Citicorp issued $150 million of subordinated debt Wednesday in the Euro-markets.

The foreign market offered lower-cost funds than the U.S. market, a bank official said.

The 12-years notes float at 25 basis points below the three-month London interbank offered rate, with a minimum interest rate of 5.50% and a maximum of 9%.

Rating Agencies' Verdicts

They are rated Baa2 by Moody's Investors Service and BBB-plus by Standard & Poor's Inc.

Bank bonds have traded lower across the board since the end of August, with the yield spread of such bonds over U.S. Treasury securities widening appreciably.

Market observers attributed the decline to profit-taking by money managers and heavy issuance of debt securities by banks in August.
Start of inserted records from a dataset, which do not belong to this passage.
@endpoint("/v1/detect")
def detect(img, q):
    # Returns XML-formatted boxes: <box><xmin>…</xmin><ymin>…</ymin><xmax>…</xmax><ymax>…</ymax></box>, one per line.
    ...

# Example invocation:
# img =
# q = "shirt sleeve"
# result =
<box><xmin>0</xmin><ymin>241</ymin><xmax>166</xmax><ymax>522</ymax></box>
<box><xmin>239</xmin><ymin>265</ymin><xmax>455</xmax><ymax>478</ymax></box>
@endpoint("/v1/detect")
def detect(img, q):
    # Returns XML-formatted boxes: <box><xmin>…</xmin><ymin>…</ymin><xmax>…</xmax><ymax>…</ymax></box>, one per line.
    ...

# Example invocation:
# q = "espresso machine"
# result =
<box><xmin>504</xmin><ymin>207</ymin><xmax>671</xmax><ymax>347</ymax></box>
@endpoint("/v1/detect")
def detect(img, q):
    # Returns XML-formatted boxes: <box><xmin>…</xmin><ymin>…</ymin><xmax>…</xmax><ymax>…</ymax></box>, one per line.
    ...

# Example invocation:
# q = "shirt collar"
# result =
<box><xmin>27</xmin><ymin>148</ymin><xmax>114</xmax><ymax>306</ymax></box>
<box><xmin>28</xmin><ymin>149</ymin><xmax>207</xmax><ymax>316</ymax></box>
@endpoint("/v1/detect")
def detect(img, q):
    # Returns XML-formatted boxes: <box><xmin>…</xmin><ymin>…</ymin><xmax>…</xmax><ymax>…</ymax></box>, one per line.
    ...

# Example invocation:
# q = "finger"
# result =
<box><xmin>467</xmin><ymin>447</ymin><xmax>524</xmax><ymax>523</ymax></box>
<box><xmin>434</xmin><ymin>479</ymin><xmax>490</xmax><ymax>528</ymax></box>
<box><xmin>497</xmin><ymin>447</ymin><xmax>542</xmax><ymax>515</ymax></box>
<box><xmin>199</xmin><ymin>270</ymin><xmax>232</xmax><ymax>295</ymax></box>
The yield spread of Citicorp 10-year subordinated debt had widened from 85 basis points over Treasuries to 95 basis points Wednesday, said David Hendler, analyst at UBS Securities Inc.

Saving 10 Basis Points

A Citicorp official said the bank company had entered into swap agreements after the bond issue, which gave it a cost of funds, including underwriting fees, of 60 to 65 basis points over the London interbank offered rate.

This was about 10 basis points less than the expected cost of issuing fixed-rate debt in the United States and entering a swap for floating-rate payments, the official said.

"The European markets offered a district economic advantage in this transaction," said the Citicorp official "Clearly, spreads have widened out in the States."

Kidder Peobody International Ltd. was lead manager.